Did you know that some of the industry’s most talented and caring registered nurses are at DCI? Our nursing staff has helped DCI achieve the lowest mortality and hospitalization rates among large dialysis providers for the past 13 years in a row. We think our Nurses are pretty awesome; they make a difference in our patients' lives by helping them live longer and achieve a better quality of life.
Our mission is “the care of the patient is our reason for existence.” What’s yours?
The Dialysis Nurse-Dialysis Care Coordinator (DCC) will provide comprehensive in–hospital planning, in-center and home follow-up for the chronically ill, high-risk older adults hospitalized for common medical and surgical conditions. In addition, focus is given to helping the patient and family caregivers develop the knowledge, skills and resources essential to prevent future decline and re-hospitalization. Responsible for covering patients admitted to the Hospital Systems.
- The Dialysis Care Coordinator will assist with continuity throughout the entire range of care.
- Helping patients manage health issues, prevent decline and identify new risk factors.
- Communicate with physician that his/her patient has been admitted to the hospital.
- Monitor hospital admissions daily at assigned clinic.
- Visit patient admitted to hospital within 24 hours to review chart.
- In order for continuity of medical care between hospital and primary care physicians to be established, the DCC will accompany patients to first follow-up visits.
- Comprehensive, holistic focus on each patient’s needs including the reason for the primary hospitalization as well as other complicating or coexisting events.
- Active engagement of patients, their family and informal caregivers including education and support during and after hospital admission.
- Emphasis on early identification and response to health care risks and symptoms to achieve long term positive outcomes and avoid adverse and problematic events that lead to re-admissions.
- Communication/Transmission of order changes and discharge summary from the hospital to the dialysis clinic.
- Builds alliances with hospitals and other providers of care to renal patients
- Follows and coordinates care of the patient as he/she approaches the need for renal replacement through the first 90 days of renal replacement.

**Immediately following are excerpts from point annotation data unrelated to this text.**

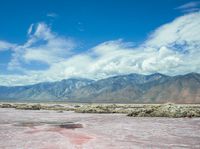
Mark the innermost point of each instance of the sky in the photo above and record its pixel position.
(51, 40)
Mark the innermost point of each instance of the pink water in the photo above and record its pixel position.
(26, 129)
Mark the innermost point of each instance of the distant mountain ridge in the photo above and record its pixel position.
(131, 88)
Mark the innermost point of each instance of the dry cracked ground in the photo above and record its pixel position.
(44, 129)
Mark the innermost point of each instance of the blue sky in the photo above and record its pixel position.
(51, 40)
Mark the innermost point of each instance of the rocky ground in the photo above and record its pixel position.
(49, 129)
(134, 110)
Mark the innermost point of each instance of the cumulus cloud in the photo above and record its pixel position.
(190, 7)
(6, 45)
(172, 49)
(52, 15)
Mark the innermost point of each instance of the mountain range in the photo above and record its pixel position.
(131, 88)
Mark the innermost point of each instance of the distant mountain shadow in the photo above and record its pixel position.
(131, 88)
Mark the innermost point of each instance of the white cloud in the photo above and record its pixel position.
(172, 49)
(6, 45)
(190, 7)
(43, 45)
(52, 15)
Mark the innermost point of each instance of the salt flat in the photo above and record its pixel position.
(45, 129)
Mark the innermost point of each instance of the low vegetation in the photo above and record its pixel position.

- Provide patient education throughout the hospital stay, including but not limited to, access care, limiting infection risks, fluid control.
- Coordinates education with dietitian and social worker to address dietary, emotional, adjustment, financial issues, insurance issues, employment issues, and other psycho-social needs.
- Coordinates vascular access placement if vascular or peritoneal access does not already exist.
- Medication compliance. The discharge medications will be reviewed with the nephrologists to ensure accuracy, with the patient to ensure understanding. The DCI Pharmacist will be available to assist with patient understanding and to apply for patient assistance programs if financial issues exist.
- Scheduling appointments with physicians, testing, other services, confirming the patient knows where to be, who to see, and has the means to get there
- Phone or home follow-up with new patients within 24-48 hours of discharge and at least weekly through the initial12 weeks of treatment. Each discharge plan is customized to the individual patient and identifies the resources and level of change that patients and their caregivers are willing to accept and execute.